Abstract
Metabolic diseases such as atherogenic dyslipidemia, hepatic steatosis, obesity, and type II diabetes are emerging as major global health problems. Acyl-CoA:diacylglycerol acyltransferase (DGAT) is responsible for catalyzing the final reaction in the glycerol phosphate pathway of triglycerol synthesis. It has two isoforms, DGAT-1 and DGAT-2, which are widely expressed and present in white adipose tissue. DGAT-1 is most highly expressed in the small intestine, whereas DGAT-2 is primarily expressed in the liver. Therefore, the selective inhibition of DGAT-1 has become an attractive target with growing potential for the treatment of obesity and type II diabetes. Furthermore, DGAT-2 has been suggested as a new target for the treatment of DGAT-2-related liver diseases including hepatic steatosis, hepatic injury, and fibrosis.
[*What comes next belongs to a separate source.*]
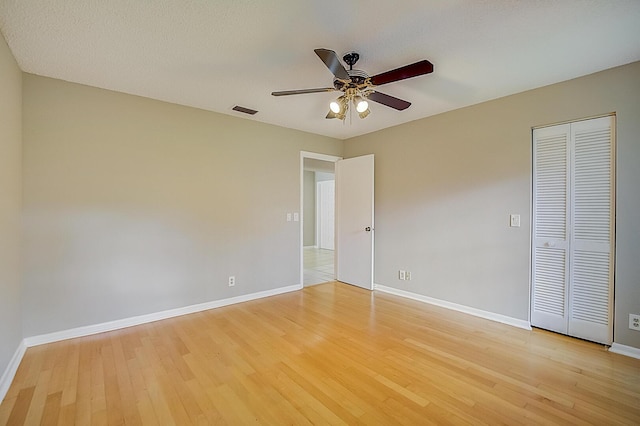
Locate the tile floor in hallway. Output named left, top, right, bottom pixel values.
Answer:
left=304, top=247, right=335, bottom=285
In view the discovery of drugs that target DGAT, herein we attempt to provide insight into the scope and further reasons for optimization of DGAT inhibitors. Pathway barricades: Herein we summarize all potent diacylglycerol acyltransferase (DGAT) inhibitors derived from various natural sources (i.e., plants and microorganisms) and from synthetic chemical libraries. This review emphasizes the functions of DGATs along with their importance as therapeutic targets for the treatment of metabolic disorders.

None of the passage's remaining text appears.